Illustration by Pat Lewis
Illustration by Pat Lewis

In June 2008, after downing six drinks as part of his wife's birthday celebration on the South Side, Paul Abel was accused of accidentally shooting a 20-year-old man he was trying to pistol-whip.

In December 2009, Eugene Hlavac was accused of slapping his ex-girlfriend (and his son's mother) so hard that he dislocated her jaw.

And in November 2010, Garrett Brown was accused of running two delivery-truck drivers off the road in a fit of rage — an allegation similar to those made against Brown in at least one other late-night traffic encounter.

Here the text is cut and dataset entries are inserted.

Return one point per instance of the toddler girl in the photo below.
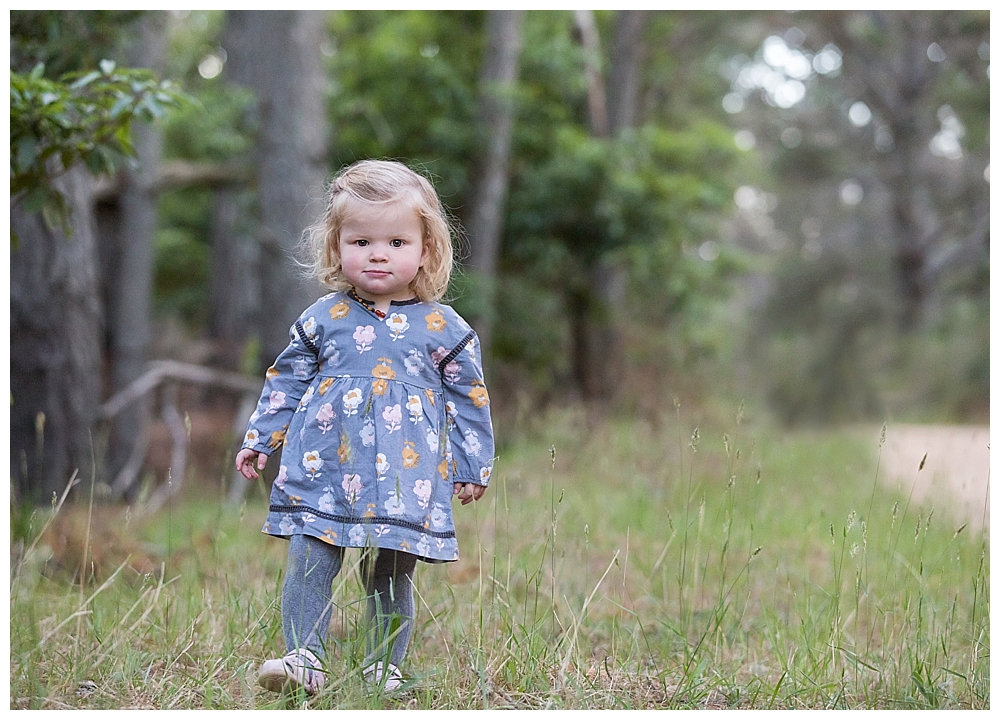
(380, 407)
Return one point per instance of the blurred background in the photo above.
(659, 209)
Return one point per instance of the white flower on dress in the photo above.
(367, 433)
(352, 399)
(438, 516)
(381, 465)
(393, 416)
(356, 535)
(394, 506)
(422, 489)
(276, 401)
(310, 391)
(301, 366)
(414, 363)
(331, 352)
(397, 325)
(352, 487)
(416, 409)
(452, 372)
(364, 337)
(324, 417)
(312, 462)
(471, 444)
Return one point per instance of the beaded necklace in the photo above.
(371, 308)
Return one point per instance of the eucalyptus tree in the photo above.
(874, 218)
(60, 128)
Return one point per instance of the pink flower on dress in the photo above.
(364, 336)
(324, 417)
(393, 416)
(352, 486)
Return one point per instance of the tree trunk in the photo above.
(284, 50)
(235, 310)
(55, 358)
(898, 91)
(627, 55)
(495, 122)
(598, 341)
(130, 274)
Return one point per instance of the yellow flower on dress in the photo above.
(339, 310)
(478, 394)
(410, 456)
(277, 439)
(435, 321)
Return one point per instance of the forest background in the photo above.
(665, 215)
(787, 208)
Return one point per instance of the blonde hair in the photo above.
(382, 181)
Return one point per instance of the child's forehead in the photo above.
(355, 206)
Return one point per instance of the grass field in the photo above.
(610, 565)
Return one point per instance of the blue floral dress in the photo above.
(377, 419)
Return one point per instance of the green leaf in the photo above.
(85, 80)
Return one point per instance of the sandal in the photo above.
(386, 678)
(298, 669)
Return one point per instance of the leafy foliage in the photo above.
(84, 117)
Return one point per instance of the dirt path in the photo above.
(956, 473)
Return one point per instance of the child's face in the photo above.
(381, 249)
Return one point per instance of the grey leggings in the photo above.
(307, 598)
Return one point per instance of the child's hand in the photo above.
(467, 492)
(244, 462)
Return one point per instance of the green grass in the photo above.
(611, 565)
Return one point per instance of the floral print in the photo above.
(364, 336)
(324, 418)
(378, 442)
(339, 311)
(352, 398)
(435, 321)
(397, 326)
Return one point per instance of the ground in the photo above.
(955, 476)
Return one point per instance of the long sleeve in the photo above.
(470, 429)
(287, 383)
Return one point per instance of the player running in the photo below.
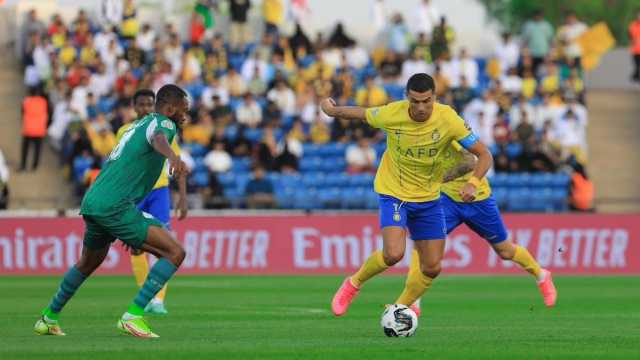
(157, 203)
(109, 213)
(418, 131)
(482, 216)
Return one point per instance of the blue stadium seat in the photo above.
(542, 200)
(519, 199)
(253, 135)
(360, 180)
(311, 164)
(285, 197)
(560, 180)
(231, 132)
(559, 198)
(514, 150)
(354, 198)
(291, 180)
(372, 200)
(500, 195)
(337, 179)
(241, 164)
(227, 180)
(200, 179)
(329, 198)
(313, 179)
(498, 180)
(305, 199)
(197, 150)
(199, 165)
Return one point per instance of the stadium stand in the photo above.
(259, 100)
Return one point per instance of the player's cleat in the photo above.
(156, 308)
(136, 327)
(416, 308)
(47, 327)
(548, 290)
(343, 297)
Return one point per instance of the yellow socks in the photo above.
(373, 266)
(140, 267)
(523, 258)
(417, 283)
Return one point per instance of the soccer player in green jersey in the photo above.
(109, 212)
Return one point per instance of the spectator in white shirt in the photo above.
(249, 112)
(360, 157)
(283, 97)
(507, 52)
(570, 132)
(112, 11)
(252, 65)
(357, 56)
(512, 83)
(568, 35)
(214, 89)
(145, 38)
(464, 66)
(415, 64)
(218, 160)
(427, 17)
(515, 114)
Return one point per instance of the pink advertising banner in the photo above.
(331, 244)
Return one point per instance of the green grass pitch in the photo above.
(288, 317)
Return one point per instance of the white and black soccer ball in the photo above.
(399, 321)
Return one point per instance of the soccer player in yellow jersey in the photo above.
(408, 180)
(157, 203)
(482, 216)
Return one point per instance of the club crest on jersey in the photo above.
(396, 213)
(435, 135)
(167, 124)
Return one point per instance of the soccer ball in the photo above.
(399, 321)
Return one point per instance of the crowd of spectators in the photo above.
(255, 99)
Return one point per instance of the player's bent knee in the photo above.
(391, 257)
(432, 271)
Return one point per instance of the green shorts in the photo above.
(129, 225)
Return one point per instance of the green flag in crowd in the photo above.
(203, 10)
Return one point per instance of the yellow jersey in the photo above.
(163, 180)
(411, 167)
(451, 157)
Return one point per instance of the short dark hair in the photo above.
(143, 92)
(421, 82)
(170, 94)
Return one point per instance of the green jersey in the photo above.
(131, 170)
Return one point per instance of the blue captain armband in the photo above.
(468, 141)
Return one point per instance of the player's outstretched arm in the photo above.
(182, 206)
(329, 107)
(485, 162)
(160, 144)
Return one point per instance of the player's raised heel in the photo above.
(343, 297)
(548, 289)
(42, 327)
(136, 327)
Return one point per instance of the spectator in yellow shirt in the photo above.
(67, 54)
(529, 85)
(273, 12)
(371, 94)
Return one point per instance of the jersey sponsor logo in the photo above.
(435, 135)
(167, 124)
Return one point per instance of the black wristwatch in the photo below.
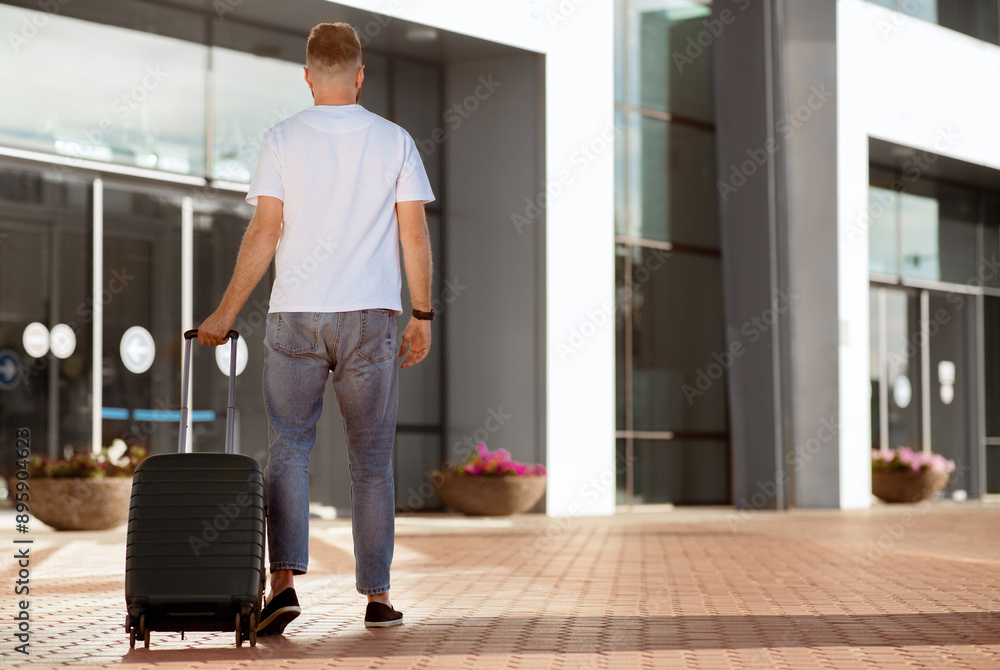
(423, 316)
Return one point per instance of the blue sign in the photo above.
(10, 369)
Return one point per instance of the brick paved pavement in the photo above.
(894, 587)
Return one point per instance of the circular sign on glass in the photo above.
(62, 340)
(902, 392)
(36, 339)
(10, 369)
(223, 353)
(137, 349)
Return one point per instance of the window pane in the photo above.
(105, 93)
(678, 382)
(219, 227)
(672, 175)
(670, 59)
(939, 234)
(141, 266)
(991, 240)
(45, 278)
(620, 308)
(874, 366)
(922, 9)
(918, 222)
(976, 18)
(959, 211)
(621, 458)
(991, 374)
(686, 472)
(621, 176)
(882, 254)
(243, 113)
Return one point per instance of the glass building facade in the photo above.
(164, 97)
(672, 437)
(934, 263)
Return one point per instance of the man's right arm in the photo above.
(255, 255)
(416, 242)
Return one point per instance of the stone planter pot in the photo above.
(74, 503)
(488, 496)
(904, 486)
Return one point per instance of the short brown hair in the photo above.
(333, 48)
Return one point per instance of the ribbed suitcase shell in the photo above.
(195, 545)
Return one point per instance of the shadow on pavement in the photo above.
(600, 634)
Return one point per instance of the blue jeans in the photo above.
(302, 349)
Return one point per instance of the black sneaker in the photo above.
(379, 615)
(283, 608)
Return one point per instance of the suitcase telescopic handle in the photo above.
(189, 336)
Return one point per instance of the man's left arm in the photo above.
(256, 251)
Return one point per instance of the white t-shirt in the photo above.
(339, 170)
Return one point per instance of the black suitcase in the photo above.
(194, 556)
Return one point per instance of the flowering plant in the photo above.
(118, 460)
(905, 459)
(486, 463)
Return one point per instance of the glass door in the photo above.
(922, 374)
(141, 305)
(895, 369)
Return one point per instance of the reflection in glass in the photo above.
(105, 93)
(882, 231)
(875, 366)
(218, 228)
(903, 369)
(959, 213)
(918, 220)
(670, 57)
(45, 278)
(142, 244)
(681, 471)
(678, 381)
(243, 113)
(673, 195)
(991, 239)
(621, 296)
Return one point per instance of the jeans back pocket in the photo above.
(295, 332)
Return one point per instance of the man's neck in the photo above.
(334, 98)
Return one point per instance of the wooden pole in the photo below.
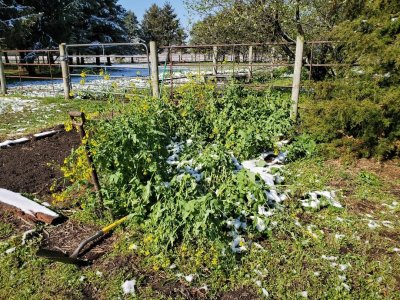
(250, 71)
(154, 70)
(64, 70)
(297, 76)
(2, 76)
(215, 60)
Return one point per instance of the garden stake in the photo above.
(74, 115)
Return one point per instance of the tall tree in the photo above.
(132, 26)
(17, 23)
(162, 25)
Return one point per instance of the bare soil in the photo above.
(67, 236)
(33, 167)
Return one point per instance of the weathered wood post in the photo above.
(297, 75)
(215, 60)
(2, 75)
(64, 70)
(250, 71)
(154, 70)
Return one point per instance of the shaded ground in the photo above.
(32, 167)
(67, 236)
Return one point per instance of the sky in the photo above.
(140, 6)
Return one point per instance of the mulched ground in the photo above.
(32, 167)
(67, 236)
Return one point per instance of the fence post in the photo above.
(297, 76)
(64, 70)
(215, 60)
(250, 74)
(3, 82)
(154, 70)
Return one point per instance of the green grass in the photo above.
(361, 261)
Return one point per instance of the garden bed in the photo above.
(32, 167)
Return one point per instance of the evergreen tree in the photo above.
(162, 25)
(16, 23)
(132, 26)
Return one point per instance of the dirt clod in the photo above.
(32, 167)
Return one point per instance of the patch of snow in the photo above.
(44, 134)
(387, 224)
(372, 224)
(11, 250)
(13, 142)
(303, 294)
(330, 258)
(265, 292)
(339, 236)
(238, 244)
(128, 287)
(28, 206)
(25, 235)
(189, 278)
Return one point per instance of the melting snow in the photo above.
(128, 287)
(28, 206)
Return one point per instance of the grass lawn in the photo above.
(330, 253)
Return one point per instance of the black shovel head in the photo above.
(62, 257)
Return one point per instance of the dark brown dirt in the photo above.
(18, 224)
(67, 236)
(33, 167)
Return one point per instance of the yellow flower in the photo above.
(214, 261)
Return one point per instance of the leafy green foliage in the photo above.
(359, 112)
(196, 193)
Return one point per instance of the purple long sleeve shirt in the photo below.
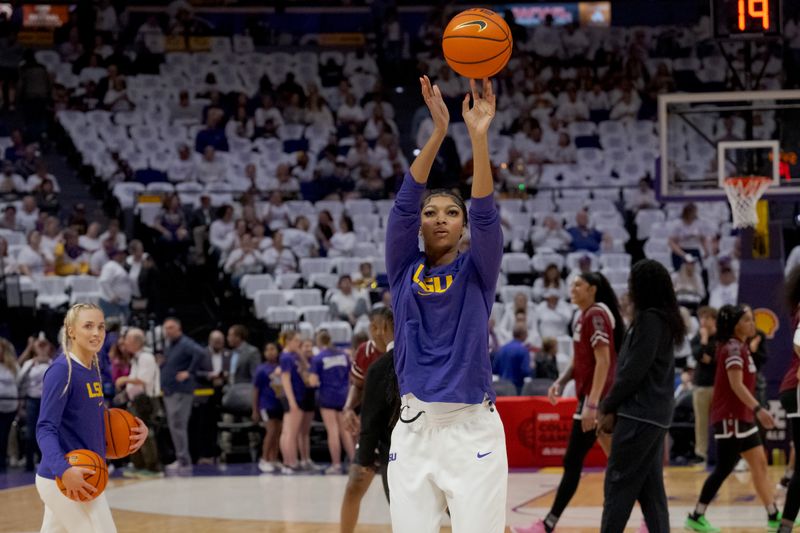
(69, 421)
(441, 315)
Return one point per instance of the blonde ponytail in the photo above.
(70, 319)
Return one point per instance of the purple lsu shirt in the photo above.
(70, 421)
(441, 315)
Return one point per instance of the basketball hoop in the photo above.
(744, 192)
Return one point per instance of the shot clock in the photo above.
(746, 19)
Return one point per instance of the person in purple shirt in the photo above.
(330, 371)
(71, 418)
(448, 448)
(513, 361)
(294, 388)
(267, 406)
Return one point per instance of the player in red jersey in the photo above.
(790, 399)
(734, 409)
(598, 330)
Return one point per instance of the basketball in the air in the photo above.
(477, 43)
(91, 461)
(119, 429)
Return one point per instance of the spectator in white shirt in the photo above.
(32, 260)
(347, 304)
(210, 171)
(268, 112)
(9, 220)
(550, 279)
(597, 99)
(572, 109)
(220, 233)
(135, 264)
(279, 258)
(553, 314)
(627, 108)
(727, 292)
(275, 213)
(241, 126)
(244, 259)
(11, 182)
(183, 168)
(343, 242)
(551, 234)
(116, 288)
(350, 112)
(113, 232)
(642, 198)
(29, 214)
(41, 175)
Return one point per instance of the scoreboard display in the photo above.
(746, 19)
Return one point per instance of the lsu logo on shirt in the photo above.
(94, 389)
(431, 285)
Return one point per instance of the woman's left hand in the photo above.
(139, 435)
(478, 118)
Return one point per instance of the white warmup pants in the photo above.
(62, 515)
(448, 455)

Each of these men, who were all Pittsburgh Police officers at the time of the incidents, shares a common experience: They all were fired, charged criminally, cleared of those charges ... and then got their jobs back through arbitration.

And they're not alone. Nine officers were fired by the city between 2009 and 2013, but five of those terminations were overturned by an arbitrator, according to Pittsburgh Public Safety Director Mike Huss. (In all, says Huss, the city filed 269 disciplinary-action reports in that period, 33 of which involved suspensions.) In the cases where terminations were appealed by the police union through arbitration, officers got their jobs back close to 70 percent of the time, according to figures provided by Huss.

"We have seen egregious misconduct," says Vic Walczak, the Pennsylvania American Civil Liberties Union's legal director. "By the time the process is over, no one is disciplined unless they're sitting in jail."

Since public-safety unions can't strike, arbitration plays a central role in settling disputes with management. Under the city's contract with the Fraternal Order of Police (the police union), officers have the right to appeal discipline imposed by the city through an arbitration process. A panel, usually comprised of one representative each from the city, the union and a third "neutral" arbitrator, decides whether the city's decision was justified.

Police unions are successful in overturning about 62 percent of disciplinary decisions nationwide, according to Will Aitchison, director of Labor Relations Information System, an organization that tracks trends in public-sector unions and holds police discipline seminars.

But if the neutral arbitrator is indeed neutral, why do police unions have so much success reversing terminations? There's no simple answer to that question, and it divides city and union officials.

Is it because police unions cherry-pick their cases, only appealing terminations for disciplinary issues that clearly warrant some lesser punishment? Or do arbitrators skew their findings in hopes that favorable rulings will encourage the union to challenge decisions more often? Such questions are hard to resolve, in part because the opinions arbitrators write to justify their findings are not considered public under state law. And that, some experts suggest, both undermines public confidence in the police force and helps keep troubled officers on the streets.